The House of Mirth By Edith Wharton

Suddenly it struck him that his silence must seem almost as accusatory as that of the men he had despised for turning from her; but before he could find the fitting word she had cut him short with a question.

“Do you know of a quiet hotel? I can send for my maid in the morning.”

“An hotel–here–that you can go to alone? It’s not possible.”

She met this with a pale gleam of her old playfulness. “What IS, then? It’s too wet to sleep in the gardens.”

“But there must be some one–-”

“Some one to whom I can go? Of course–any number–but at this hour? You see my change of plan was rather sudden–-”

“Good God–if you’d listened to me!” he cried, venting his helplessness in a burst of anger.

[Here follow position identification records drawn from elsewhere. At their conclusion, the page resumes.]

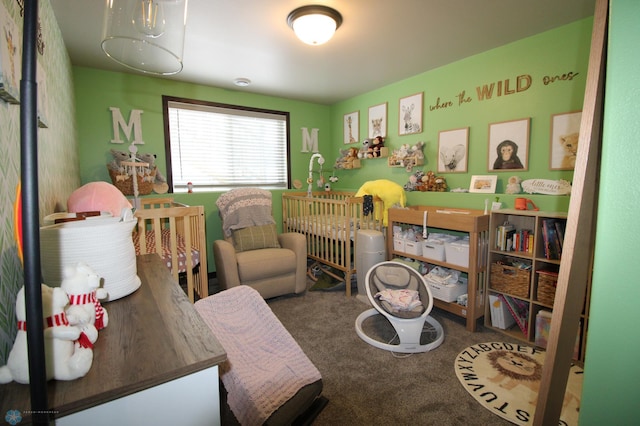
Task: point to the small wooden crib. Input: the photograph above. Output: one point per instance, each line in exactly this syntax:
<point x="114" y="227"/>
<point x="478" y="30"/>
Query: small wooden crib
<point x="182" y="244"/>
<point x="330" y="220"/>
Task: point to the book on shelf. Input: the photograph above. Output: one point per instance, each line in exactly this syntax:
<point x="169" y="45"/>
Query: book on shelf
<point x="519" y="309"/>
<point x="552" y="245"/>
<point x="560" y="227"/>
<point x="502" y="232"/>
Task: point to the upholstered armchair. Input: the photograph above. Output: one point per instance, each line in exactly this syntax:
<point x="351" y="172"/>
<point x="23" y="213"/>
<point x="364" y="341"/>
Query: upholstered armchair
<point x="252" y="253"/>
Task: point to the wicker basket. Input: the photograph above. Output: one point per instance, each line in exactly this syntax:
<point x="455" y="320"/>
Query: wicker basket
<point x="511" y="280"/>
<point x="145" y="185"/>
<point x="546" y="288"/>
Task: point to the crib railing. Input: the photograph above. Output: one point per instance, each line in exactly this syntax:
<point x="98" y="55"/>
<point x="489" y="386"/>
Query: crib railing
<point x="330" y="220"/>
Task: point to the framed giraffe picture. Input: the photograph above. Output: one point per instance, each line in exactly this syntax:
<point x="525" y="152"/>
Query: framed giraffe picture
<point x="351" y="127"/>
<point x="378" y="120"/>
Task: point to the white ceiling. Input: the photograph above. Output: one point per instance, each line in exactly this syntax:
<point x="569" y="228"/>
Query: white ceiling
<point x="379" y="42"/>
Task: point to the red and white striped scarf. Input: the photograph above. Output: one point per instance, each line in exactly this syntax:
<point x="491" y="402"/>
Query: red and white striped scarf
<point x="59" y="320"/>
<point x="83" y="299"/>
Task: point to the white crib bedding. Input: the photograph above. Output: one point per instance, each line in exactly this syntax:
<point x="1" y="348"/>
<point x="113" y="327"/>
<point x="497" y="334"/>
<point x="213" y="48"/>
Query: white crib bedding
<point x="328" y="226"/>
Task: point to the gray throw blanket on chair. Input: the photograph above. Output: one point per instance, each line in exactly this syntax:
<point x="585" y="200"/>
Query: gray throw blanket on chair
<point x="244" y="207"/>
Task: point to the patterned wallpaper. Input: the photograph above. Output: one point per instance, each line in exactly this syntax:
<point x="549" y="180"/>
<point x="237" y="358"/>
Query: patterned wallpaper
<point x="58" y="164"/>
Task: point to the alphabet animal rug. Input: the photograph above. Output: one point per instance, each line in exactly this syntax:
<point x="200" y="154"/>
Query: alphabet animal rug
<point x="505" y="378"/>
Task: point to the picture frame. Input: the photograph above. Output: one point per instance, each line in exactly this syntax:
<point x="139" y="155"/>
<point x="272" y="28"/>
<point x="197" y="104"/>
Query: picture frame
<point x="10" y="58"/>
<point x="410" y="115"/>
<point x="484" y="184"/>
<point x="377" y="121"/>
<point x="509" y="145"/>
<point x="351" y="127"/>
<point x="563" y="143"/>
<point x="453" y="150"/>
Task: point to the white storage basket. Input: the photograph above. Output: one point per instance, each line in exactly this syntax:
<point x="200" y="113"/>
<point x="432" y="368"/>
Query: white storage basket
<point x="104" y="244"/>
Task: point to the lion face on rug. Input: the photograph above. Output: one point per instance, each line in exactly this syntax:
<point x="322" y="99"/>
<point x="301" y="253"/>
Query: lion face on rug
<point x="511" y="368"/>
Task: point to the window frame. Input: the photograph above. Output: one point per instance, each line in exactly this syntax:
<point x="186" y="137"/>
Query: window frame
<point x="166" y="99"/>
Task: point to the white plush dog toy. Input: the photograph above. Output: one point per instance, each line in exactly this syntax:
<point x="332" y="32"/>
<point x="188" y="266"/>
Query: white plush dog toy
<point x="82" y="285"/>
<point x="65" y="358"/>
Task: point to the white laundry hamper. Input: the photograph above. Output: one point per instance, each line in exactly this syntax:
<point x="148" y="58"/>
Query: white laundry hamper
<point x="105" y="244"/>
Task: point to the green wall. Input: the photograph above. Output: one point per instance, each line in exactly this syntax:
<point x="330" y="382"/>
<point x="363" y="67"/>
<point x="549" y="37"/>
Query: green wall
<point x="97" y="91"/>
<point x="612" y="372"/>
<point x="553" y="53"/>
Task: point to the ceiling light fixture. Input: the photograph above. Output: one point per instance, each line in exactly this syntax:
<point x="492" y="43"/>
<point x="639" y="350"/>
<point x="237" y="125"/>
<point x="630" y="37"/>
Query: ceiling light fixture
<point x="145" y="35"/>
<point x="314" y="24"/>
<point x="242" y="82"/>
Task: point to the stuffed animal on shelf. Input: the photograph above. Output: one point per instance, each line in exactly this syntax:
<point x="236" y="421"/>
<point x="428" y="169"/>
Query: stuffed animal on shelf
<point x="82" y="285"/>
<point x="513" y="185"/>
<point x="160" y="185"/>
<point x="376" y="146"/>
<point x="366" y="151"/>
<point x="65" y="358"/>
<point x="347" y="159"/>
<point x="118" y="157"/>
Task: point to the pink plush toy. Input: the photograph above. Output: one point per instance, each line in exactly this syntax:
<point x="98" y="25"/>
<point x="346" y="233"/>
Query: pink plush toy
<point x="98" y="196"/>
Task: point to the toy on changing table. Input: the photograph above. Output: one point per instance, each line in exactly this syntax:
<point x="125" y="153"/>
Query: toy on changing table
<point x="65" y="357"/>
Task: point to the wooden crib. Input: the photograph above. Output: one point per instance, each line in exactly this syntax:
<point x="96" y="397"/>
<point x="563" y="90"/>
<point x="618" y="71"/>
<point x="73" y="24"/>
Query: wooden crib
<point x="180" y="227"/>
<point x="329" y="220"/>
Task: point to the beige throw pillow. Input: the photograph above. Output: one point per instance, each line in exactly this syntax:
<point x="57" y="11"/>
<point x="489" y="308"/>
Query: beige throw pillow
<point x="256" y="237"/>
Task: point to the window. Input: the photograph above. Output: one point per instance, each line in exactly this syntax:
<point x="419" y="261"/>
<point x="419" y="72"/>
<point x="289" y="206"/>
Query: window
<point x="219" y="147"/>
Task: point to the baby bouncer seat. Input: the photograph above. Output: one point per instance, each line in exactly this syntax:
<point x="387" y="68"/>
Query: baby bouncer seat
<point x="401" y="294"/>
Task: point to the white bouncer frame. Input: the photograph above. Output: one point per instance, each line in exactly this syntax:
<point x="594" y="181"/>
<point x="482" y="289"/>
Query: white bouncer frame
<point x="409" y="330"/>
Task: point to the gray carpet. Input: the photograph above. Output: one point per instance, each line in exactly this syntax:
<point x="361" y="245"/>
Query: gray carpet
<point x="369" y="386"/>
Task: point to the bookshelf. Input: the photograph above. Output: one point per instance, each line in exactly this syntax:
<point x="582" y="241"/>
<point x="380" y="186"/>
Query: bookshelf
<point x="471" y="223"/>
<point x="525" y="250"/>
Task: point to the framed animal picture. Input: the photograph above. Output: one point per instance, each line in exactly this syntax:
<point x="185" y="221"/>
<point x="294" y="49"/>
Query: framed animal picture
<point x="509" y="145"/>
<point x="453" y="150"/>
<point x="378" y="120"/>
<point x="565" y="130"/>
<point x="410" y="115"/>
<point x="351" y="127"/>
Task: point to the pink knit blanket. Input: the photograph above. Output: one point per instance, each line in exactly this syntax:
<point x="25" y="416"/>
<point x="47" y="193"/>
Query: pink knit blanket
<point x="265" y="366"/>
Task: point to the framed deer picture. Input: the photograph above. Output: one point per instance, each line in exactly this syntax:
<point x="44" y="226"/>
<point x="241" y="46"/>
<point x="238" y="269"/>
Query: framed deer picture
<point x="410" y="115"/>
<point x="453" y="149"/>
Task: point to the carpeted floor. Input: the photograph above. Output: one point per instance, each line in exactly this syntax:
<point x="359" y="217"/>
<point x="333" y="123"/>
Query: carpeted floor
<point x="370" y="386"/>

She still held him off with the gentle mockery of her smile. “But haven’t I?” she rejoined. “You advised me to leave the yacht, and I’m leaving it.”

He saw then, with a pang of self-reproach, that she meant neither to explain nor to defend herself; that by his miserable silence he had forfeited all chance of helping her, and that the decisive hour was past.

She had risen, and stood before him in a kind of clouded majesty, like some deposed princess moving tranquilly to exile.

“Lily!” he exclaimed, with a note of despairing appeal; but–”Oh, not now,” she gently admonished him; and then, in all the sweetness of her recovered composure: “Since I must find shelter somewhere, and since you’re so kindly here to help me–-”

He gathered himself up at the challenge. “You will do as I tell you? There’s but one thing, then; you must go straight to your cousins, the Stepneys.”

“Oh–” broke from her with a movement of instinctive resistance; but he insisted: “Come–it’s late, and you must appear to have gone there directly.”

He had drawn her hand into his arm, but she held him back with a last gesture of protest. “I can’t–I can’t–not that–you don’t know Gwen: you mustn’t ask me!”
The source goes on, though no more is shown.